La vergüenza de volar
El sector aéreo se enfrenta a la vergüenza de tomar el avión. Un movimiento por el decrecimiento en la aviación para frenar el calentamiento global
NO ES MIEDO a volar. Por suerte, nunca he sentido vértigo ni náuseas, ni tampoco pensamientos lúgubres, ni siquiera aquel día, con grandes turbulencias, en que un pasajero, con los nervios rotos, se echó a reír a carcajadas y gritaba con angustiosa alegría profética: “¡Nos vamos a caer! ¡Nos vamos a caer!”. No es desasosiego por la falta de espacio, aunque también. Cada día más encajonado, con las rodillas hincadas en el asiento anterior. Esa sospecha de que cada noche, en el hangar de los ajustes, alguien atornilla un milímetro menos. No, lo que siento lo expresa con precisión el titular del periódico que hojeo en las alturas: “El sector aéreo se enfrenta a la ‘vergüenza de tomar el avión” (Le Monde, 4 de junio de 2019).
En Suecia, donde más se ha popularizado, tiene ya un nombre propio: Flygskam. La vergüenza de volar. Es un movimiento en rápida expansión. Un activismo de la vergüenza que se ha internacionalizado con la creación de la plataforma Stay Grounded, con el significado de “quedarse o permanecer en tierra”, aunque la red es conocida también, en español, por la traducción literal, que sugiere una posición convincente: con los pies en el suelo. Qué magnífico nombre para poner algo en marcha. O pararlo. En Stay Grounded participan más de 100 asociaciones ambientalistas con el propósito de elaborar medidas y estrategias para cambiar el actual modelo de transporte aéreo, altamente contaminante, y lograr su decrecimiento. Ese es el título, Decrecimiento de la aviación, de la conferencia internacional que se celebrará en Barcelona a mediados de julio. Un encuentro que se realizará sin vuelos. En largas distancias, la participación será por Internet.

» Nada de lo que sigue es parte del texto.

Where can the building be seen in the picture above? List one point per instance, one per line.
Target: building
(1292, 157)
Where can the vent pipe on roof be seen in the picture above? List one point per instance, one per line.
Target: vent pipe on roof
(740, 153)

En su gira por Europa, la muy joven activista Greta Thunberg se negó a viajar en otro medio que no fuese el ferrocarril. Hay quien mira a esta adolescente como a un extraño ser de Orión, pero más bien recuerda a los niños y niñas prodigio del Renacimiento italiano que dejaban pasmados a papas y príncipes aconsejándoles en latín y griego con verdades que “salían del alma”. Como nos recuerda el sabio Cunqueiro, no faltaron cascarrabias que se levantaron contra este “humanismo infantil” renacentista y denunciaron a estas voces del alma como “elementos perturbadores”. El caso de Greta no deja de ser la representación contemporánea del cuento de El traje nuevo del emperador, de Andersen. Unos estafadores convencieron al monarca de que vistiera una ropa inexistente haciéndole creer que era un traje maravilloso. Cortesanos y súbditos siguieron la bola. Hasta que un niño grito: “¡Pero si va desnudo!”. Y esto es lo que está pasando con el eufemismo de “cambio climático”.
El traje hecho hasta ahora para los emperadores del siglo XXI es otra estafa. Van desnudos. Parece que solo se dan cuenta los niños y adolescentes. Una generación que se está echando a la calle con palabras que salen del alma de la tierra. Una muestra de la estafa del traje del emperador es que en el Acuerdo de París de 2015 se dejaron asombrosamente de lado las emisiones del transporte aéreo. Suponen, entre dióxido de carbono y otros gases de efecto invernadero, un 5% de las emisiones dañinas en el planeta, y van en crecimiento. La huella de carbono en un vuelo de ida y vuelta entre París y Pekín es de 1.239 kilos de emisiones de CO2 por pasajero. Puede equivaler a tres metros cuadrados de casquete polar ártico derretidos.
El calentamiento global no es ya una amenaza real. Es la realidad. Estamos traspasando la línea roja y viviendo los efectos de esta guerra sucia, no declarada, contra la naturaleza. Según un informe de la Unión Europea, se calcula que 258 millones de personas han tenido que migrar por causas ambientales.
La onda expansiva del Flygskam sueco, de la vergüenza de volar, ha sacudido el congreso anual de la Asociación Internacional del Transporte Aéreo (IATA), celebrado a principios de este mes en Seúl. El director general de esta organización que agrupa a las compañías aéreas, Alexandre de Juniac, se ha tenido que referir por vez primera a este movimiento de la vergüenza a volar: “Nos inquieta”. Sería preferible oírle decir: “Nos avergüenza”.
Yo tengo esperanza en el sentimiento de vergüenza. Una extraordinaria aplicación incorporada, heredada, que no deberíamos desactivar nunca. El primer paso para la toma de conciencia. Entre otras, siento mi propia vergüenza de volar. La necesidad de poner un tope. Con los pies en el suelo, no nos queda otra que desandar las huellas del desastre.